射手座の魂

はばかりながら はばかる 虚言・妄言・独り言を少々たしなみます

「私たちは芝居を持たない国民になったのである」山本夏彦の言葉

「演劇」というものがある。
一言で演劇といっても様々な形態があり、オペラ、ミュージカル、新劇、ストレートプレイ、アングラ、学生演劇、アマチュア演劇などなど、演じるという意味ではバレエも演劇のひとつである。

日本の伝統芸能である歌舞伎、そこから分かれた新派などは「演劇」と呼ぶには少々違和感がある。それらは「芝居」と呼ぶのほうがしっくりくる。
大衆演劇なども「芝居」と呼ぶほうがいい。「大衆向けの演劇」というやや上から目線の名称はインテリが言い出したのだろう。

もともと日本にあったのは「芝居」であり「演劇」は輸入品である。

しかし現在幅を利かせているのは輸入品の「演劇」である。
どこか借り物めいた感じはそこから来るのだろうし、それを文化だとか生きるために必要だとか言われても反発を招くだけだ。

山本夏彦という名コラムニストがいた。山本夏彦が約30年前の平成3年に書いたコラム、「芝居を持たない国民」からいくつかの文章を抜粋し掲載する。歌舞伎の衰退について書いている。

震災前の歌舞伎を支えたのは魚河岸の「連中」と花柳界の「連中」で、「組見」とか「想見」とかいって大挙して見物してくれた。はじめ魚河岸次いで花柳界の「連中」がいなくなった。歌舞伎は花柳界が滅びたから滅びたのである。

非常に悲観的である。このまま滅亡するかのごとくである。しかし現代風の演出も取り入れ歌舞伎はしぶとく令和の世でも続いている。

客は減りこそすれふえはしない。老齢化するばかりである。
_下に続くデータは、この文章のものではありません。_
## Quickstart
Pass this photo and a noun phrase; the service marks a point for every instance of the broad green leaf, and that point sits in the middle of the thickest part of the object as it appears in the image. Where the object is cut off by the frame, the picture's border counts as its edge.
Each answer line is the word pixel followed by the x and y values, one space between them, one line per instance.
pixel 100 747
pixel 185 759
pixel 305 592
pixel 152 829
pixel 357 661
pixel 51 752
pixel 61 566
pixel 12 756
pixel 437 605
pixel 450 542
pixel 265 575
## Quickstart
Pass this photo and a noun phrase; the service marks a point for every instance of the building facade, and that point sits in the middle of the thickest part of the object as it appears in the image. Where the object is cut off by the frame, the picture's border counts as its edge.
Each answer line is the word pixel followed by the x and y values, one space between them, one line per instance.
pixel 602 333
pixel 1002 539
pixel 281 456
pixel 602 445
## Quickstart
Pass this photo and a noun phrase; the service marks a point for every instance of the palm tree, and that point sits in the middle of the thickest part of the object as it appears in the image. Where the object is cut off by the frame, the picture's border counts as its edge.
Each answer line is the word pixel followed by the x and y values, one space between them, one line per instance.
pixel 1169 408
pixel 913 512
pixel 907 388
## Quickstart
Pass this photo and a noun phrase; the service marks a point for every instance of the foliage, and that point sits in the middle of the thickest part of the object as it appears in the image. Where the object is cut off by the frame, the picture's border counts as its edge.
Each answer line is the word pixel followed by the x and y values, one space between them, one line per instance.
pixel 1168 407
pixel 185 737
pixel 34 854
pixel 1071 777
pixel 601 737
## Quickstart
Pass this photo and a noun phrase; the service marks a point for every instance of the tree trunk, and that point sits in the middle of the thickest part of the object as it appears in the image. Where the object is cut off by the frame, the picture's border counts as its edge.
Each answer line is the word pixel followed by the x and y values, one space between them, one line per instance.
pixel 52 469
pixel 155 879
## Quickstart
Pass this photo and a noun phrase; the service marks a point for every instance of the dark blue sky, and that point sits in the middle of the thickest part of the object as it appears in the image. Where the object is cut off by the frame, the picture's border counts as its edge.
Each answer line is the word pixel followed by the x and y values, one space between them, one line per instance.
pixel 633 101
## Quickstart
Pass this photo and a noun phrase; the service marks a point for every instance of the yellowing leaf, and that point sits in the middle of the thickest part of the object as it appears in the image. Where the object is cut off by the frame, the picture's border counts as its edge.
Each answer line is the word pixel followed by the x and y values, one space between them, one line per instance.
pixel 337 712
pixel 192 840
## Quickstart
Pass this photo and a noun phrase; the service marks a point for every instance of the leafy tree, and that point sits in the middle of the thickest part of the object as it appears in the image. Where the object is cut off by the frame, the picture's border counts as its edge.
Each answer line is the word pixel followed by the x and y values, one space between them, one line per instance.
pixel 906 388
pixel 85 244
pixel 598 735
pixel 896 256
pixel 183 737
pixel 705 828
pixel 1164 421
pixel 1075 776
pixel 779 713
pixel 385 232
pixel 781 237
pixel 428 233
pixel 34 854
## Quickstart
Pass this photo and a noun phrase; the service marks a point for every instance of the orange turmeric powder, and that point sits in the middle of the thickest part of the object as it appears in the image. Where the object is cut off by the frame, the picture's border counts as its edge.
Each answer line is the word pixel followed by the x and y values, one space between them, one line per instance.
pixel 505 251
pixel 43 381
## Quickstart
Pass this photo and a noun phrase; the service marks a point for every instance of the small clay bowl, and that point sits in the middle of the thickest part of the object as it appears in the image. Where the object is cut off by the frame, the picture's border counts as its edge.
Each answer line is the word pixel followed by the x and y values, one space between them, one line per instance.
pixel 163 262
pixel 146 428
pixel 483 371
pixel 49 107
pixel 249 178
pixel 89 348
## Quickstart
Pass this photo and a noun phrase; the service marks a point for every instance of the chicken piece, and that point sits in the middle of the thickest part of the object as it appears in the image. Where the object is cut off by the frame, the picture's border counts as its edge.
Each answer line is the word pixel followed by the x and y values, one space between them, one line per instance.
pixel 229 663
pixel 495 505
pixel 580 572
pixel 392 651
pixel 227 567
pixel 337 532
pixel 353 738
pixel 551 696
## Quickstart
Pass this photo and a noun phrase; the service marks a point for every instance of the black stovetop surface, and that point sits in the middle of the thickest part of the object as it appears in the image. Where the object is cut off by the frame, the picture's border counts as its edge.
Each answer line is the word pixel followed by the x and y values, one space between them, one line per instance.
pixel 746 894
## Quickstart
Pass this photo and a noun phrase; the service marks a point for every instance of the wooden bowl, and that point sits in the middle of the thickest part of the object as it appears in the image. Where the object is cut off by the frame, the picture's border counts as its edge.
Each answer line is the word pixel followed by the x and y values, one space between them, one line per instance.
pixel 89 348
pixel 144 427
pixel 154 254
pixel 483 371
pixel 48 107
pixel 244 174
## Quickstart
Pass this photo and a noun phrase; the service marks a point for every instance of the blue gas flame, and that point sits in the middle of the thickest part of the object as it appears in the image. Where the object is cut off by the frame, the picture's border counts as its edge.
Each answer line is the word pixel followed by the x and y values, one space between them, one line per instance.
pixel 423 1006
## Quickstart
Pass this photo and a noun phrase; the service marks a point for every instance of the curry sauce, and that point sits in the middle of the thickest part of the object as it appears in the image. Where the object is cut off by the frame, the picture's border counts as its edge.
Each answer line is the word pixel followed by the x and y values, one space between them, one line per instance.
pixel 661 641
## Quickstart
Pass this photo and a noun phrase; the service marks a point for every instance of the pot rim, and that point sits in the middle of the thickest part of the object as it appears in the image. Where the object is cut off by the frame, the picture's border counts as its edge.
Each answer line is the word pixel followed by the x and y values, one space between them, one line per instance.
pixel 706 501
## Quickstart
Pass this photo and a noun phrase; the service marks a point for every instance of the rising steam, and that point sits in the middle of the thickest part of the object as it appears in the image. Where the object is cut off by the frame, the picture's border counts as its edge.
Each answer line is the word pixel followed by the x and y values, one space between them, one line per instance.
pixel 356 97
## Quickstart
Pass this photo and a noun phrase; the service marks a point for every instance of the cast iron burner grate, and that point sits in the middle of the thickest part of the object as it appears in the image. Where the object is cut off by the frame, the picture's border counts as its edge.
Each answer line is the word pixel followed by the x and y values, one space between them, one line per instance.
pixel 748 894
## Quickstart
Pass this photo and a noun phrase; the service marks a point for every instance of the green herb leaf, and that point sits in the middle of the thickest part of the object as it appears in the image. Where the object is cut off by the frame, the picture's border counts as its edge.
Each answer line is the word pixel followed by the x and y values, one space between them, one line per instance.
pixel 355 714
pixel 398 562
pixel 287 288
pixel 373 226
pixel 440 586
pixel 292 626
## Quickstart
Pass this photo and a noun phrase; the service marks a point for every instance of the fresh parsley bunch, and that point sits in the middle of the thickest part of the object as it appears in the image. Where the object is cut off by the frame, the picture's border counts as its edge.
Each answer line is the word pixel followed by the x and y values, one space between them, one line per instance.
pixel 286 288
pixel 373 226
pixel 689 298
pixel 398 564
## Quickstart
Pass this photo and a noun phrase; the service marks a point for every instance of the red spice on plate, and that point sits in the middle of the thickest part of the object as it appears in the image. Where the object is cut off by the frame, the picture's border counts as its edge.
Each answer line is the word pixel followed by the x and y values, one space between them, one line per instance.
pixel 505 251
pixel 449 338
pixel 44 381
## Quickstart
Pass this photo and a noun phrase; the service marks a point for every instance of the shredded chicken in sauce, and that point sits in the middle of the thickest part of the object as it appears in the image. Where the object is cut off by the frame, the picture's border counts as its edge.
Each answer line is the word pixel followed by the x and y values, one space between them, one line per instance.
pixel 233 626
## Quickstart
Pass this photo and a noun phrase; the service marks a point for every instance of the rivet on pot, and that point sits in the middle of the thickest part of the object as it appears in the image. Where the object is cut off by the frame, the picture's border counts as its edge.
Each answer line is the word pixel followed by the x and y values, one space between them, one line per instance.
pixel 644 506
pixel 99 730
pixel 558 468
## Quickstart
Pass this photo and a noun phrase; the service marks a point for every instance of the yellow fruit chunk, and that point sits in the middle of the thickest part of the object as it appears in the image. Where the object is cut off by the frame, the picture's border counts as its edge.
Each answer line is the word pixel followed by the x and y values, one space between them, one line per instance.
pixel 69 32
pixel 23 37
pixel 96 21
歌舞伎の役者は客と共に老い、共に滅びるつもりでいる。新派もそのつもりである。ひとり新劇はその自覚がない。アングラは大人を引き付ける力がない。

現在において歌舞伎は抗っているといえるが、新劇への指摘はまったく的確だったろうし、令和の今も自覚はないかもしれない。新劇は西洋由来の「演劇」であり借り物のまま来てしまった。そして新劇は今ある大多数の「演劇」とよく似ているのだ。

どちらも、資本主義下の商業演劇なのに「金のためにやっているのではありません」といい、文化だ芸術だと頭でっかちなことばかり長々と言う。どこか浮世離れしていのは借り物だからだ。地に足が着いている伝統芸能はそんなことはない。

「芝居」ですら衰退しているのにこれではなおさら分が悪い。これでは「演劇」はますますアングラ化してしまうだろう。

可能性を感じる新たなジャンルもある。イケメン俳優が出演するアニメ原作の2.5次元ミュージカルの類は人気で集客を伸ばしている。これは小難しい理屈はいらない21世紀の「芝居」になりえるではないかと思うのである。借り物ではないからだ。しかし正統を自認するものは認めない。

畢竟(ひっきょう)芝居の時代は終わったのだ。私たちは芝居を持たない国民になったのである。

コラムの最後の文章である。「芝居」すら人心から離れてゆくとすれば、「演劇」も言わずもがなである。30年前の警句をどう感じるか。